How a Tutor Can Check Your N4 Grammar
One-on-one feedback is useful because a teacher can test whether you can use a grammar point, not only recognise it. For N4, the best diagnostic questions are short, specific, and tied to real sentence choices.
For particles, a tutor might ask:
- “What is the main verb?”
- “Who or what receives the action?”
- “Is this a destination, a location, or a comparison point?”
- “Can you replace the noun and keep the same particle?”
For te-forms, a tutor might ask:
- “What is the dictionary form?”
- “Which verb group is it?”
- “Does this verb follow the same pattern as another verb you already know?”
- “Can you say the same sentence in past form?”
For listening endings, a tutor might ask:
- “Did the sentence mean ‘may do,’ ‘must do,’ or ‘must not do’?”
- “Which final sound told you that?”
- “Can you repeat only the last phrase?”
- “Can you make a new sentence with the same ending?”
If you want to check your current N4 grammar level with a live teacher, book a Free Trial lesson with Kind Japanese and bring two or three grammar points from this list that feel weak.
FAQ
Is this a complete official JLPT N4 grammar list?
No. This is a practical learner checklist, not an official exhaustive list.

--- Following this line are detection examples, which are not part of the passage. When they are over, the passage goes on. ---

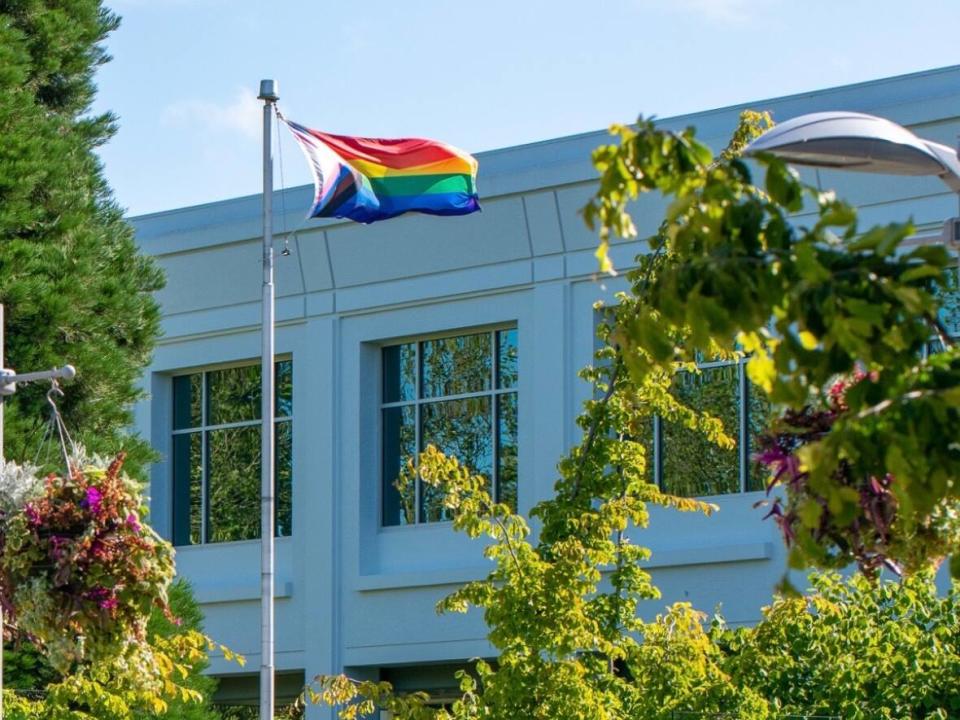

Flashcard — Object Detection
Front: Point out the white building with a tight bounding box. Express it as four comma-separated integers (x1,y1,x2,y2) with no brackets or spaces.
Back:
133,66,960,718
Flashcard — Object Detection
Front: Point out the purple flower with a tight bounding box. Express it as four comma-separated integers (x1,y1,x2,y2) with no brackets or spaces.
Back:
80,486,103,513
23,503,40,526
100,597,117,610
127,513,140,532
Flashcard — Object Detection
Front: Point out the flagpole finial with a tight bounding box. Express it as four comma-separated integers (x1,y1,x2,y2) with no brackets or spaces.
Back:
257,80,280,102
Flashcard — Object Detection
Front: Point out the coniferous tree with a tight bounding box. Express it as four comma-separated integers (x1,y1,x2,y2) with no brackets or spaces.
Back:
0,0,163,475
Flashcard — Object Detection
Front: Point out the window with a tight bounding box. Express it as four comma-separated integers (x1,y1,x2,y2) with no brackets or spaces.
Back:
173,360,293,545
645,359,771,497
381,328,517,525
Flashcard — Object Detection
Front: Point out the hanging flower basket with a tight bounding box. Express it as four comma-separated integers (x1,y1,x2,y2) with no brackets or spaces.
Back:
0,453,174,671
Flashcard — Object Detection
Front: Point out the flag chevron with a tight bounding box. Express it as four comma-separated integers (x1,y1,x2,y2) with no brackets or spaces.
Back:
284,119,480,223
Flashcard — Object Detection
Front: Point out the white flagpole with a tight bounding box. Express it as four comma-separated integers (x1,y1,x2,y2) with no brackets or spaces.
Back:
258,80,280,720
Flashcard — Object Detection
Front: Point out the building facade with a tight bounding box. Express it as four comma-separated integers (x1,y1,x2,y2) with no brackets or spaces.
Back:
133,67,960,718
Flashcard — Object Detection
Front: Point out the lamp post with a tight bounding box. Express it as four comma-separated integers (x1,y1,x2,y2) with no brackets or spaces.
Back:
744,111,960,246
0,304,77,718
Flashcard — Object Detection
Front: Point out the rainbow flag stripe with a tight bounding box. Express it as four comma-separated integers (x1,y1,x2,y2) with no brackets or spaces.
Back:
284,119,480,223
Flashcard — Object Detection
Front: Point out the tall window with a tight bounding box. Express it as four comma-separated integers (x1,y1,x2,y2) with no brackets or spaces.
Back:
381,328,517,525
646,359,771,497
173,360,293,545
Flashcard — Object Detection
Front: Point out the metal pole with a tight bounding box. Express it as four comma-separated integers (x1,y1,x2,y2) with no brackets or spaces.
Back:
0,303,4,720
258,80,279,720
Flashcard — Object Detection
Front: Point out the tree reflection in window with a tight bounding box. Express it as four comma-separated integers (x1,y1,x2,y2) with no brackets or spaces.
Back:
381,329,518,525
172,360,293,545
656,359,775,497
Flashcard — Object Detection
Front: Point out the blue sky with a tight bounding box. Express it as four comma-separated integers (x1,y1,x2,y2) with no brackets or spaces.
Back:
96,0,960,215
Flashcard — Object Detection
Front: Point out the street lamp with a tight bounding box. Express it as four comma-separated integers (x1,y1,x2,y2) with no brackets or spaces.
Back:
745,112,960,192
744,111,960,245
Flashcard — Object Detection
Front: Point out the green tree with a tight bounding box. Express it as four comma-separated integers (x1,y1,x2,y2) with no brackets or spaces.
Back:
711,572,960,720
585,114,960,573
0,0,162,475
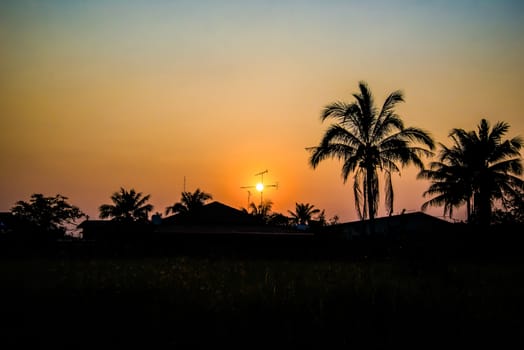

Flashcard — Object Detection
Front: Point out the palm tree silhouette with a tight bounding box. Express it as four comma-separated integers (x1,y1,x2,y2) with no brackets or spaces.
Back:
166,188,213,216
306,81,434,229
418,119,524,224
98,187,153,222
288,203,320,225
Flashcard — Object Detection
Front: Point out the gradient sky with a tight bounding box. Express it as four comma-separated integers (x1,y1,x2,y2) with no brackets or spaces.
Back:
0,0,524,221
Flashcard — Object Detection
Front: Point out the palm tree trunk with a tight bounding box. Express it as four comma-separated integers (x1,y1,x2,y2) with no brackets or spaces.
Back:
366,170,375,234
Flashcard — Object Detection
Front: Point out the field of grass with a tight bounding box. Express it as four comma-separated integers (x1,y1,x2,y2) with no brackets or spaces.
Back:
0,246,524,348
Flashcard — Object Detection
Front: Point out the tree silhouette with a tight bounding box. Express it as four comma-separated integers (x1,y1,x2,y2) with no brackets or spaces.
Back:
418,119,524,225
242,199,273,223
98,187,153,222
306,81,434,224
288,203,320,225
11,193,85,236
166,188,213,216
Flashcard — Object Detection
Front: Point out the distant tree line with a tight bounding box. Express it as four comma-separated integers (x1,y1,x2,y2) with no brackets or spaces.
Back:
0,82,524,242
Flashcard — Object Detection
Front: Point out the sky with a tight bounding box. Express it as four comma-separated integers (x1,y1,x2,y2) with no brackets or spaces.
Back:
0,0,524,222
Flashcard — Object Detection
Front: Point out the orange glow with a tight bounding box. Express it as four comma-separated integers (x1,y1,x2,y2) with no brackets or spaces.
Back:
0,1,524,221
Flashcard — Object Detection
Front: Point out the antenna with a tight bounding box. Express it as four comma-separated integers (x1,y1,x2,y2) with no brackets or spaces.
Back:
240,169,278,207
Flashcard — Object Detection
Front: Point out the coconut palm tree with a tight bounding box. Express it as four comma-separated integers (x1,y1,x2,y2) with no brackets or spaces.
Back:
306,81,434,226
98,187,153,222
419,119,524,224
288,203,320,225
166,188,213,216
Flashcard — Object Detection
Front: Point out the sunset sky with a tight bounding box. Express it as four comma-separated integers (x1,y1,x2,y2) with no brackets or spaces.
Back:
0,0,524,222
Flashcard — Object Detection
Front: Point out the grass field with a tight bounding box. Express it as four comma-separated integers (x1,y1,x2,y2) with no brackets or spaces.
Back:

The JLPT does not publish a fixed public grammar list in the way many learners imagine. Use this article to prioritise common N4 grammar areas, then confirm your readiness with practice questions, reading, and listening review.

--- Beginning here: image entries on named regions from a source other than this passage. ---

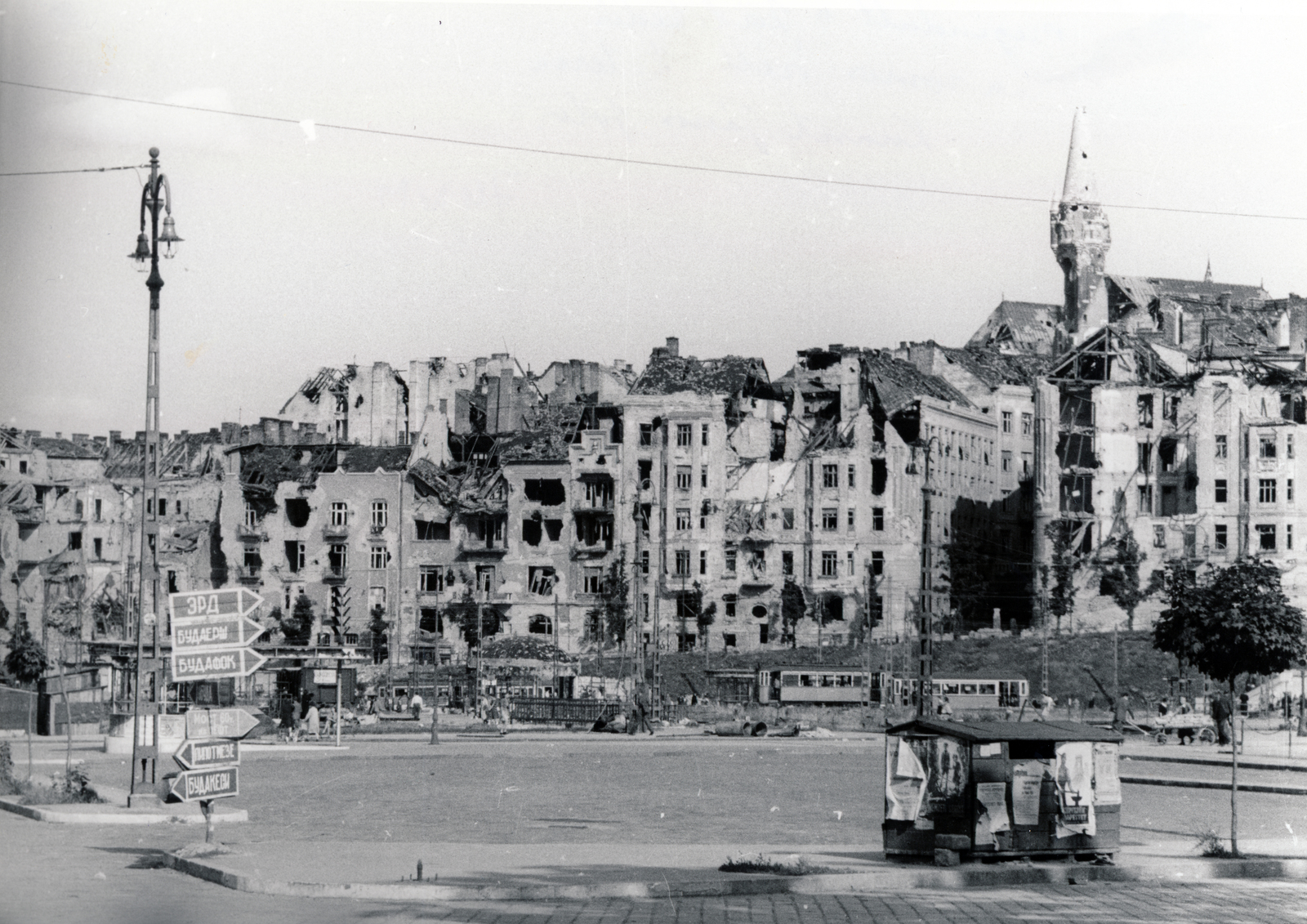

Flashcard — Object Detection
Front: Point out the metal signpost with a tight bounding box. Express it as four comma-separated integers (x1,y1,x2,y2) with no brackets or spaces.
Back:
168,587,268,843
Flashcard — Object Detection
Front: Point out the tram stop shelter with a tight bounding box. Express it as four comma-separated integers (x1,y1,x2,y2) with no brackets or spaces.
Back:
881,719,1122,863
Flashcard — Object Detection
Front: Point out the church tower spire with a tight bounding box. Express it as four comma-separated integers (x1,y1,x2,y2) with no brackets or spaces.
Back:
1048,109,1113,344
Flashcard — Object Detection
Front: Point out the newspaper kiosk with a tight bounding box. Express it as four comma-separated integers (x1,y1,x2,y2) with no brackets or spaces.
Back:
881,719,1122,860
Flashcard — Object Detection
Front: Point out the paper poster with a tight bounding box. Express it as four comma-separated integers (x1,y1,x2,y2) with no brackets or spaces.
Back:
1094,741,1122,805
1011,761,1044,824
975,783,1010,844
885,739,926,821
1054,741,1094,837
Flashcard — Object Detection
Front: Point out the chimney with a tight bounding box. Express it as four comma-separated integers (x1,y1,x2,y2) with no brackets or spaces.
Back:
495,365,518,433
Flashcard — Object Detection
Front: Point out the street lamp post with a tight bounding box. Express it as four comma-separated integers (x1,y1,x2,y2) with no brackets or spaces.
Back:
128,148,181,804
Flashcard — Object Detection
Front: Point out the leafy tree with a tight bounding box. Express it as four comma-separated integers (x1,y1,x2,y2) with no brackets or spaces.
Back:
586,553,631,648
1188,558,1307,856
90,593,127,636
1098,527,1162,632
936,529,997,626
281,593,314,645
1153,562,1207,674
694,593,717,667
780,578,808,648
1044,520,1081,634
444,582,503,645
368,604,390,664
4,619,50,780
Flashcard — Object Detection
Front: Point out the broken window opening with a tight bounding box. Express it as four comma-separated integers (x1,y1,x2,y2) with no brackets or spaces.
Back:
521,478,567,507
872,459,889,497
413,520,449,542
1135,395,1153,429
528,565,558,597
285,498,309,528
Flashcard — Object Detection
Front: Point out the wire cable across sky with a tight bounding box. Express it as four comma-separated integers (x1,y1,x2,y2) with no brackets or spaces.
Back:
0,80,1307,221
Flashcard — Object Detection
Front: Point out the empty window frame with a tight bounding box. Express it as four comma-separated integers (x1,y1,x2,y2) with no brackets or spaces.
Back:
417,565,444,593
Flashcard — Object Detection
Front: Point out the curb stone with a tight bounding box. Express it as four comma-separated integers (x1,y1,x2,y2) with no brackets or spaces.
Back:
166,854,1307,902
0,797,250,824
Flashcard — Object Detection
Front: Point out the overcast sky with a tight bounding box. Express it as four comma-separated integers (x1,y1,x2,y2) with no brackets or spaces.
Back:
0,0,1307,435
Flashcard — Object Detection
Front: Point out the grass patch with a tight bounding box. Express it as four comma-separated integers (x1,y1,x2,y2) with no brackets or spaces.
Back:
0,741,105,805
717,854,839,876
1194,828,1233,860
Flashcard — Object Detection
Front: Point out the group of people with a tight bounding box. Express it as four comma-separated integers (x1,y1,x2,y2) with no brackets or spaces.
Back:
277,693,338,741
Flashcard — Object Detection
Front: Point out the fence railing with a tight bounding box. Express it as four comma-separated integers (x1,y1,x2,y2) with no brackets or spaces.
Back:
508,697,622,723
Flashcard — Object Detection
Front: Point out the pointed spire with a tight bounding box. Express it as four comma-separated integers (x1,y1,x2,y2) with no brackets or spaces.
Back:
1061,109,1098,203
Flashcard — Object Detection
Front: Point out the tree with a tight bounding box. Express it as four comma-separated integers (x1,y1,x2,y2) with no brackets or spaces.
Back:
281,593,314,645
90,592,127,638
694,593,717,667
4,618,50,780
1096,527,1162,632
1044,520,1081,634
1153,562,1207,674
368,604,390,664
1188,558,1307,856
935,529,998,627
780,578,808,648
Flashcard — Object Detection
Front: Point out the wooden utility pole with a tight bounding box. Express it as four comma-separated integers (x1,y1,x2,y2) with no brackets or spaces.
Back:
917,438,935,716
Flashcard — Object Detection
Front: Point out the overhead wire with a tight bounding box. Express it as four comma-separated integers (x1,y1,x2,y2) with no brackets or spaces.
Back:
7,80,1307,221
0,163,150,176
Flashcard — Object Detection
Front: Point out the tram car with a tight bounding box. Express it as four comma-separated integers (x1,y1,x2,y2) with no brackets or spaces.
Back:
758,665,1030,712
889,677,1030,712
758,664,891,706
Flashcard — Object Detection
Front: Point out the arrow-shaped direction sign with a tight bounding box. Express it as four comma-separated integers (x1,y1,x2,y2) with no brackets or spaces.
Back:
185,706,259,742
172,739,240,770
172,648,268,682
172,614,265,654
168,767,240,808
167,587,263,619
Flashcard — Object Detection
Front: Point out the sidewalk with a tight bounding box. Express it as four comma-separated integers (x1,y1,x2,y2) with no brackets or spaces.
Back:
158,841,1307,900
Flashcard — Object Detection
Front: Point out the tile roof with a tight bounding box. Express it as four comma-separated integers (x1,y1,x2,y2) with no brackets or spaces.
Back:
630,349,769,395
863,350,972,414
31,436,100,459
966,299,1061,353
337,446,413,471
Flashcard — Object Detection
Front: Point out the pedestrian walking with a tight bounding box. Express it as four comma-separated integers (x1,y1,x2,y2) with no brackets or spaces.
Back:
279,694,296,741
1209,693,1230,746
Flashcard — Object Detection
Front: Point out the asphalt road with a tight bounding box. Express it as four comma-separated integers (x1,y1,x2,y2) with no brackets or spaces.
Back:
7,736,1307,924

How should I study particles for JLPT N4?
Study particles through full sentences, not single-word translations. First identify the verb, then decide what each noun is doing in the sentence. For N4, pay special attention to direction, object, location, reason, comparison, and contrast. Reading aloud also helps you notice particle rhythm in natural sentence flow.
Does JLPT N4 include speaking or writing?
No. JLPT N4 tests language knowledge, reading, and listening. It does not include speaking, writing, or live interaction. Still, speaking practice is valuable because it reveals whether you can produce grammar accurately. If you can explain your answer aloud, your reading and listening confidence often improves too.
How long does it take to learn N4 grammar?
It depends on your N5 foundation, vocabulary, study consistency, and listening practice. Instead of counting only weeks or months, check whether you can recognise the grammar in reading, hear it in listening, and make simple sentences with it. Those three skills together show real N4 control.